The AI collects all necessary dispute data during the alert call: each disputed transaction's date, amount, merchant name and dispute reason classification (Visa/Mastercard/NPCI dispute reason codes are mapped to simple customer-facing descriptions). The structured case data is formatted for direct submission by your disputes team to the card network — no reformatting required. For UPI disputes, the UTR and beneficiary VPA are captured and the case is formatted for NPCI dispute portal submission.

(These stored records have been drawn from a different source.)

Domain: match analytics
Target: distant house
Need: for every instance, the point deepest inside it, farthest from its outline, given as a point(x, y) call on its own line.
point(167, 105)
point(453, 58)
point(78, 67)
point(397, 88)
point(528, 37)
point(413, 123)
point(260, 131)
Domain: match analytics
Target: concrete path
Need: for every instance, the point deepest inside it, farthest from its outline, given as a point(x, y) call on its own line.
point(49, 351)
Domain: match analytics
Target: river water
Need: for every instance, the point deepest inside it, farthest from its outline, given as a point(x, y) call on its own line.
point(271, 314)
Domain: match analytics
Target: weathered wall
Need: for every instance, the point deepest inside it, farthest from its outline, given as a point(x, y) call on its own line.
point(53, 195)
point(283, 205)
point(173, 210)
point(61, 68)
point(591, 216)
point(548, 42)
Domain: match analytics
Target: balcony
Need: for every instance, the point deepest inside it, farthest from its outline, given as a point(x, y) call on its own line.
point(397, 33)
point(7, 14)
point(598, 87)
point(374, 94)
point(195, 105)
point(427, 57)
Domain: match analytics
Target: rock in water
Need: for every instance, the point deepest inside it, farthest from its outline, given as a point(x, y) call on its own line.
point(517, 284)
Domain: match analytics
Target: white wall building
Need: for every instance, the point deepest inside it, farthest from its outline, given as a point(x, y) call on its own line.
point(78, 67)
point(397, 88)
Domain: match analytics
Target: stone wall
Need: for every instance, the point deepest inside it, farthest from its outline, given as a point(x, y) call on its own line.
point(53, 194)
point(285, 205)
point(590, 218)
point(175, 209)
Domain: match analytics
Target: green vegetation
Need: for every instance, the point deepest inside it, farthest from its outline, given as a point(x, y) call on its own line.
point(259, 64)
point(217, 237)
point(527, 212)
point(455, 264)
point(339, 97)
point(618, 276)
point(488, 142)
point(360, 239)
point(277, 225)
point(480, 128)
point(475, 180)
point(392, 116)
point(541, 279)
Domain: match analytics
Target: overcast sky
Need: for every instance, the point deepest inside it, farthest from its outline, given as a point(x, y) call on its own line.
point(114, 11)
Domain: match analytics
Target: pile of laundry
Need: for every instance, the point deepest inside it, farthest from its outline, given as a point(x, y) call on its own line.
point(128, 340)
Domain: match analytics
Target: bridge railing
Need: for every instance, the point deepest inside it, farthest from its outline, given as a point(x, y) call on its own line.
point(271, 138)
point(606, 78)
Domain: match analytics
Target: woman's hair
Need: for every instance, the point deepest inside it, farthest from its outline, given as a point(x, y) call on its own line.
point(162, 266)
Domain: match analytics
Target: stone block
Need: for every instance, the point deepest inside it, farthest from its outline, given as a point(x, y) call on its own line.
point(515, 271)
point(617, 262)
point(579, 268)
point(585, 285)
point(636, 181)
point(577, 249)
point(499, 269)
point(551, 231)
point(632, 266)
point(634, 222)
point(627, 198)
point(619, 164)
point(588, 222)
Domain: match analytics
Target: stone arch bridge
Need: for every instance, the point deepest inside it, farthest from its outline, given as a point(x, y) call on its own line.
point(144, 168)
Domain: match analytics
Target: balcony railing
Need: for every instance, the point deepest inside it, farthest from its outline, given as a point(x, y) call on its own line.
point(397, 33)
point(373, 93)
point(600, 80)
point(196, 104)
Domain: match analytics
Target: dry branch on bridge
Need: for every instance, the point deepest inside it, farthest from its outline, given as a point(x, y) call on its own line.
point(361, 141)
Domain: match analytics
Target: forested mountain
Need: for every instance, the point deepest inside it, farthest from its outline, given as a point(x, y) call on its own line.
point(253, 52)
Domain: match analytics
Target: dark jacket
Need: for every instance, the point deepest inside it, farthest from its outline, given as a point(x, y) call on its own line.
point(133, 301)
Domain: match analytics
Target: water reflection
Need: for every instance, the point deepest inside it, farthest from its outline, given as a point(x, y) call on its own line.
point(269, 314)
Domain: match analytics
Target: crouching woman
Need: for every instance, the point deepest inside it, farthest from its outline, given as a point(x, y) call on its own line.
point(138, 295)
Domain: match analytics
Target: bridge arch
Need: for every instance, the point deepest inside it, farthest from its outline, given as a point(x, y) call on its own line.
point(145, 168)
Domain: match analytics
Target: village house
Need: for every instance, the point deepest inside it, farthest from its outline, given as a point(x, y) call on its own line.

- Dispute data collected during the alert call: date, amount, merchant, reason code
- Formal CRM case created with reference number before call ends
- No callback needed from disputes team — all data collected in one interaction
- Case data formatted for Visa, Mastercard or NPCI dispute submission
- Dispute initiation timeline reduced: 24–48 hours (human callback) to immediate
- Multiple disputed transactions captured in one case if confirmed in the same call
Language appropriateness is especially important in fraud alert calls because the call arrives unexpectedly and must immediately establish legitimacy. A fraud alert delivered in heavily accented English to a Hindi-speaking customer in tier-2 India is more likely to be dismissed as spam or generate confusion than to produce a quick, accurate confirmation. Our Hindi and Hinglish fraud alert scripts are written by native speakers with banking experience, not translated from English templates.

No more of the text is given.